Event Sourcing for AI Agents: Recording Every Decision for Replay and Audit
Implement event sourcing for AI agent systems to create a complete audit trail of every decision, enable workflow replay for debugging, and build projections that reconstruct agent state from event history.
Why Event Sourcing Fits AI Agents
Traditional state-based systems store only the current state. When an AI agent makes a series of tool calls, reasoning steps, and decisions, you only see the final output. But debugging an agent that produced a wrong answer requires understanding the full chain: which tools were called, what data came back, how the LLM interpreted the results, and where the reasoning went wrong.
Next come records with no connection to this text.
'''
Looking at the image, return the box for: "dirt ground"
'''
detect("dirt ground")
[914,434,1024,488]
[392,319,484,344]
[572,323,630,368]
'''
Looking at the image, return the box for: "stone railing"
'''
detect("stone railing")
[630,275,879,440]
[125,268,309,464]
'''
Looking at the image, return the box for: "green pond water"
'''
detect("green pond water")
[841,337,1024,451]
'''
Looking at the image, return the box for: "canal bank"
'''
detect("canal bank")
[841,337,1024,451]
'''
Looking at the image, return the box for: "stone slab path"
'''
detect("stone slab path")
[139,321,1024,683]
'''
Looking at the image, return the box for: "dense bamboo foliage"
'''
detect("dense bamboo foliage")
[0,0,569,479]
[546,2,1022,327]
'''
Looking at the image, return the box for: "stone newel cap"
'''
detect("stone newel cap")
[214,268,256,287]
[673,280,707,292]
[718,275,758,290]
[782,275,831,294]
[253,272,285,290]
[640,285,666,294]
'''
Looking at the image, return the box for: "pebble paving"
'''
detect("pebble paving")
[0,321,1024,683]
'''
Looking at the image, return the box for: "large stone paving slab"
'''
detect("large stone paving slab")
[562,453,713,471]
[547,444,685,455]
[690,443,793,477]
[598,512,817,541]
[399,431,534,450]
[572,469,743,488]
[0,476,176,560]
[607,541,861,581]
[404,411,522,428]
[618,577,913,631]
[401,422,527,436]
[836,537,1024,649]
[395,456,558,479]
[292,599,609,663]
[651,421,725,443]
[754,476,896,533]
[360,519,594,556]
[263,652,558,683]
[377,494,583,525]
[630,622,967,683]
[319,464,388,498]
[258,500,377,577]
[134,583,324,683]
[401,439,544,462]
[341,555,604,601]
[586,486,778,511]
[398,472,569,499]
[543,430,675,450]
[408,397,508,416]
Event sourcing solves this by storing every state change as an immutable event. Instead of updating a "current state" record, you append events. The current state is always derivable by replaying the event stream from the beginning.
Designing the Event Store
The event store is an append-only log. Each event carries a timestamp, a type, the agent session it belongs to, and a payload:
import uuid
import json
from datetime import datetime, timezone
from dataclasses import dataclass, field, asdict
from typing import Any
@dataclass
class AgentEvent:
event_id: str = field(default_factory=lambda: str(uuid.uuid4()))
session_id: str = ""
event_type: str = ""
timestamp: str = field(
default_factory=lambda: datetime.now(timezone.utc).isoformat()
)
payload: dict[str, Any] = field(default_factory=dict)
version: int = 0
class EventStore:
"""Append-only event store for agent sessions."""
def __init__(self):
self._events: list[AgentEvent] = []
def append(self, event: AgentEvent):
event.version = len(self._events) + 1
self._events.append(event)
def get_events(
self, session_id: str, after_version: int = 0
) -> list[AgentEvent]:
return [
e for e in self._events
if e.session_id == session_id and e.version > after_version
]
def get_all_events(self) -> list[AgentEvent]:
return list(self._events)
Recording Agent Decisions
Wrap your agent execution to emit events at each decision point:
class EventSourcedAgent:
"""Agent that records every action as an event."""
def __init__(self, session_id: str, store: EventStore):
self.session_id = session_id
self.store = store
def _emit(self, event_type: str, payload: dict):
self.store.append(AgentEvent(
session_id=self.session_id,
event_type=event_type,
payload=payload,
))
async def run(self, user_message: str):
self._emit("user_message_received", {"message": user_message})
# Step 1: Decide which tool to call
tool_choice = await self._decide_tool(user_message)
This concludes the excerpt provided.